Calma, respira, vai passar, eu vou sobreviver…eu e minha vontade louca de me mudar junto com ele sob qualquer desculpa esfarrapada vamos sobreviver. Eu e meu desejo de boicotar as coisas e fazer com que ele faça faculdade aqui mesmo nesta cidade vamos sobreviver. Já pensou? Mais quatro anos aqui em casa, não seria ótimo?
Eu sei que tenho que enfrentar essa coisa aí do ninho vazio. Ninho nada! O vazio aqui é do tamanho do Maracanã. Os biscoitos estão no armário, ninguém mais os come fora de hora, antes do almoço. Nem ninguém me apressa mais na cozinha dizendo que vai morrer de fome. Não tem mais meias e tênis espalhados pela casa e nem a porta do quarto fechada, aliás o quarto de filho vazio é algo que não deveria existir.
Eu quero aquele skate jogado, quero mandar guardar, mandar arrumar a mochila, mandar tomar banho, mandar ir dormir porque está tarde.
Quero aqueles tempos da primeira infância de volta, aquelas noites nas quais ele vinha para a minha cama com medo. Quero as festas de dia das mães na escola, as cartinhas, os presentes feitos por ele e aquelas mãozinhas e bracinhos esticados esperando um abraço. Quero o cheirinho daquele pezinho pequeno e o sorriso do dono dele que ria quando eu dizia “mas que chulé”.
Quero fazer bolo, brigadeiro, macarrão e todas as comidas politicamente incorretas. Quero que ele venha comigo na cozinha para me ajudar a fazer massa e modelar minhocas e bonecos de neve. Quero o cheirinho da lancheira, os pijamas infantis, as viagens e os domingos nos parques de diversão. Quero os verões na praia brincando na areia. Sim, quero aquela loucura que é ser mãe na praia, a infinita missão de passar protetor solar e ficar feito uma louca correndo atrás dele no meio da multidão porque ele foi para o mar.
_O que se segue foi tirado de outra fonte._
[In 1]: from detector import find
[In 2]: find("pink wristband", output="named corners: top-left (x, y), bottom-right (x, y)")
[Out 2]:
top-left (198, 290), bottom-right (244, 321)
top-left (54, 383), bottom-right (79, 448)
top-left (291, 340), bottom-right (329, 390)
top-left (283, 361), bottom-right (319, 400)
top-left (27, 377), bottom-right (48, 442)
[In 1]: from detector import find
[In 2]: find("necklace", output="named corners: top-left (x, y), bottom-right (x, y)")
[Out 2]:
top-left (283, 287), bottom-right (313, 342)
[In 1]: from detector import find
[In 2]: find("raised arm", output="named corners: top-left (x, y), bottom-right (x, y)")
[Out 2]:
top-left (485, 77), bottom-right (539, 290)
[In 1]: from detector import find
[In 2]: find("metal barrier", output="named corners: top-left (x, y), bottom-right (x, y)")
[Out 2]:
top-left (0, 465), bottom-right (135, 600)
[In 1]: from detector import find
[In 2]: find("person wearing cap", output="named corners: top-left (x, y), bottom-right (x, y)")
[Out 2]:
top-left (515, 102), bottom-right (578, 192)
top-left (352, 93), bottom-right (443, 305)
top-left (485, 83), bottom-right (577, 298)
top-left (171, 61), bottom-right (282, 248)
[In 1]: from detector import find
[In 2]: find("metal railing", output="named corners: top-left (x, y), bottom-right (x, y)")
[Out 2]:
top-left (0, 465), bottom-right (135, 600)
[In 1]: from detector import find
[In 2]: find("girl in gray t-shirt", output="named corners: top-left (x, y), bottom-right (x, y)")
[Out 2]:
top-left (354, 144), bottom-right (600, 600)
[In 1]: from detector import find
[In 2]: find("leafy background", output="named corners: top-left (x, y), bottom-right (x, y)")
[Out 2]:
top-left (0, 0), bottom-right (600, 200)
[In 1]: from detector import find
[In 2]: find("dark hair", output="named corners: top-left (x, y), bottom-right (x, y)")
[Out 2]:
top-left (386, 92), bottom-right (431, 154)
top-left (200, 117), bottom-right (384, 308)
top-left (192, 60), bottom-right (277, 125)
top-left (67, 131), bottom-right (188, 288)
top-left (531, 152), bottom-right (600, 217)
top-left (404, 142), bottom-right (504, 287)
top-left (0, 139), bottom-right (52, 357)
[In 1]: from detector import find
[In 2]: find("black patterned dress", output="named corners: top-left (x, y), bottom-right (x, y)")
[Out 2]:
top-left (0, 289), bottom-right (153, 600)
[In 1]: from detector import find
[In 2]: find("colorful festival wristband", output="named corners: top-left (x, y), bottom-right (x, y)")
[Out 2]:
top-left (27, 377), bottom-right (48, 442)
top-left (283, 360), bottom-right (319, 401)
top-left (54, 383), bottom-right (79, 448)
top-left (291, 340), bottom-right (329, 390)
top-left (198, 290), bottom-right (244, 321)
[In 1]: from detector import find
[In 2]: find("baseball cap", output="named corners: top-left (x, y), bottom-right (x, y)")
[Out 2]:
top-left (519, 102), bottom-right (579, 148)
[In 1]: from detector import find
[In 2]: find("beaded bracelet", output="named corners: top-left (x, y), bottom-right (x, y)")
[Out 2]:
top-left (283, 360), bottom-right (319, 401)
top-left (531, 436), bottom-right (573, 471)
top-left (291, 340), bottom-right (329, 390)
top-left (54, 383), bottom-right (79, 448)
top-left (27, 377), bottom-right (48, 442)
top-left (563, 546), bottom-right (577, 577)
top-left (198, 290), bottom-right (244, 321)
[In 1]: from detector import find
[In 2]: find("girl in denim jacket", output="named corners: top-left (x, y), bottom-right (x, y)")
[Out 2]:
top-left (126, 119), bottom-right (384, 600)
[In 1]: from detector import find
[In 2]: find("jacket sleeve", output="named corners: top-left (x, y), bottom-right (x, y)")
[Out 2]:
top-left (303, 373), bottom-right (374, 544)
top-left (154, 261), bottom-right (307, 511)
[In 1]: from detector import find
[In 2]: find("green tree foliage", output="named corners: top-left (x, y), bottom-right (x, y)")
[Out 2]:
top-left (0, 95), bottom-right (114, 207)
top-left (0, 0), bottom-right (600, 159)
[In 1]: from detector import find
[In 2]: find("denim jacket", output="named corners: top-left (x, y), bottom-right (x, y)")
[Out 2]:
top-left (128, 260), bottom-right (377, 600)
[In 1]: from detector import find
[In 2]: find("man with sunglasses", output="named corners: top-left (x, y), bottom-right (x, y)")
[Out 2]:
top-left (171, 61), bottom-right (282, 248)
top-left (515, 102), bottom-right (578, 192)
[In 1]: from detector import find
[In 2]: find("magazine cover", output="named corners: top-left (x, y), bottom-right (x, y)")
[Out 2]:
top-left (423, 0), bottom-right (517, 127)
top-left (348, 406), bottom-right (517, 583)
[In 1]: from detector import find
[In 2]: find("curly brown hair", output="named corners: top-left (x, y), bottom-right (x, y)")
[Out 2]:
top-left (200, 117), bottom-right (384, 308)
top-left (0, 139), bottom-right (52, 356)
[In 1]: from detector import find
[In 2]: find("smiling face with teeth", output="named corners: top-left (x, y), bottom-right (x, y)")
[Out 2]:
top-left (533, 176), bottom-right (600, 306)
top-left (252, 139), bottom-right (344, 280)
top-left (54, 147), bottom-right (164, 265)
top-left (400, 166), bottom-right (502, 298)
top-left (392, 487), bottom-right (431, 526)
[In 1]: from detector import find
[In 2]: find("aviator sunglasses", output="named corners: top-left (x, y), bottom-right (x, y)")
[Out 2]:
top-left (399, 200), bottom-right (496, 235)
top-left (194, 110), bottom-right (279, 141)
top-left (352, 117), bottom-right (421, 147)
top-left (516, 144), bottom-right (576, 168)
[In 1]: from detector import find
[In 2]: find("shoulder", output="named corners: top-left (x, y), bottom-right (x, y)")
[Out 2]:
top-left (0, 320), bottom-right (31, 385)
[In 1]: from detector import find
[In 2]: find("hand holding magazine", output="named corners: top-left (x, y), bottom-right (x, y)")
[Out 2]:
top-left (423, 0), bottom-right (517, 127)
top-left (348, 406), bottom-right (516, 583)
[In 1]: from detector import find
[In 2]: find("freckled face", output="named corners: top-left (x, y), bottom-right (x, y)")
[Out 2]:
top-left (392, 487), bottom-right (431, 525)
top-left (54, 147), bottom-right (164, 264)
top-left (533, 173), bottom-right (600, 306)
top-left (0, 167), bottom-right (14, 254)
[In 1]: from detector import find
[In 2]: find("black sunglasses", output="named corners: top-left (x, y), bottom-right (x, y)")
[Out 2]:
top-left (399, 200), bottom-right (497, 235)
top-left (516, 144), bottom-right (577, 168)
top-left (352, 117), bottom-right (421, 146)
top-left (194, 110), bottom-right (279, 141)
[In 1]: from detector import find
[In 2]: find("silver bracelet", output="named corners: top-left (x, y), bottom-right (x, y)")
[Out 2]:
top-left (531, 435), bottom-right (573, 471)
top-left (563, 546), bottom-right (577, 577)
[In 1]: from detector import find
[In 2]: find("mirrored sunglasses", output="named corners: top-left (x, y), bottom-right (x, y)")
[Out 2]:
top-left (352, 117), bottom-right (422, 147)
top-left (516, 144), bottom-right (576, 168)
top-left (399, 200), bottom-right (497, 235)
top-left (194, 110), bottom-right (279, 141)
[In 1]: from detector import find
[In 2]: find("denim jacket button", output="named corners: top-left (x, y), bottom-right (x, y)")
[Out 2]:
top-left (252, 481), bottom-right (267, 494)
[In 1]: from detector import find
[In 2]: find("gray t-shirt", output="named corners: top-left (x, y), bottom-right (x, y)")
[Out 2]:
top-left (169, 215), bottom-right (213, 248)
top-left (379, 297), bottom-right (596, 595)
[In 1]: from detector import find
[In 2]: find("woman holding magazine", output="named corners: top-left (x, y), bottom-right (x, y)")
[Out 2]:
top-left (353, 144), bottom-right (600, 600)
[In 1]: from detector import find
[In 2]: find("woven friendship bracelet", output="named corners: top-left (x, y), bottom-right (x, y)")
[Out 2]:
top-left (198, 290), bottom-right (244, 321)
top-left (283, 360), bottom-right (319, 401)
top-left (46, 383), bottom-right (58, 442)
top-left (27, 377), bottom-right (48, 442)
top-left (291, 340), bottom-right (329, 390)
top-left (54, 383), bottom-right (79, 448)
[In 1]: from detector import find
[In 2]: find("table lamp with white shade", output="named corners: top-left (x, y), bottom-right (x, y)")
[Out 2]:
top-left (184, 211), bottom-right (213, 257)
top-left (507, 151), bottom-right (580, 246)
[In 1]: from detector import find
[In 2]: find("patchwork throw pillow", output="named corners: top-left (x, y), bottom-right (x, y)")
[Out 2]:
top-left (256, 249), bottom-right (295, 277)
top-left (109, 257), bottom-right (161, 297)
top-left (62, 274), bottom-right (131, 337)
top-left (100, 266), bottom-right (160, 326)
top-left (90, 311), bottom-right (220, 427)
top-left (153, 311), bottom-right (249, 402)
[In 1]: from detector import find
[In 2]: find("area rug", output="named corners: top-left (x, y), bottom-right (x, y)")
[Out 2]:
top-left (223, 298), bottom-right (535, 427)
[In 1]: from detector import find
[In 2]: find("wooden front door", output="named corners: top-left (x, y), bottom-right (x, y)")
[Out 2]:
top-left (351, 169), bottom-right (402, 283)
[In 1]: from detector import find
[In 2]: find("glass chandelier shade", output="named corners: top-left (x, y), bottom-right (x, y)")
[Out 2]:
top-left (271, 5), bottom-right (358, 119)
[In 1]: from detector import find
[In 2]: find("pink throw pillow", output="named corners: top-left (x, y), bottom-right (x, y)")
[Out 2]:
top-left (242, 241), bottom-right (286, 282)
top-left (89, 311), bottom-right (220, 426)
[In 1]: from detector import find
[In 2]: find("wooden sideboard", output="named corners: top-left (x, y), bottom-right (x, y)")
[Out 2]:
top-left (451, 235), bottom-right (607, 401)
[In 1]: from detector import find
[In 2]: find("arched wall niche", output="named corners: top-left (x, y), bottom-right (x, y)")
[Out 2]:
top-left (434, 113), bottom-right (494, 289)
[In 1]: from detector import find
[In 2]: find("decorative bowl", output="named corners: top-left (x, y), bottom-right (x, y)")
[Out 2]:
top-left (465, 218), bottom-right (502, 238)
Quero abrir a porta e ver que ele ainda está lá, me esperando para pedir para a gente brincar.
Deixem-me surtar em paz. Eu sei que ele cresceu e sei tudo que tenho que fazer agora para ser a mãe psicologicamente correta, mas no fundo eu queria gritar, gritar bem alto à beira deste buraco negro que está aqui na minha frente. Queria sumir, queria enfia-lo de volta na minha barriga e começar tudo de novo. Viver tudo outra vez.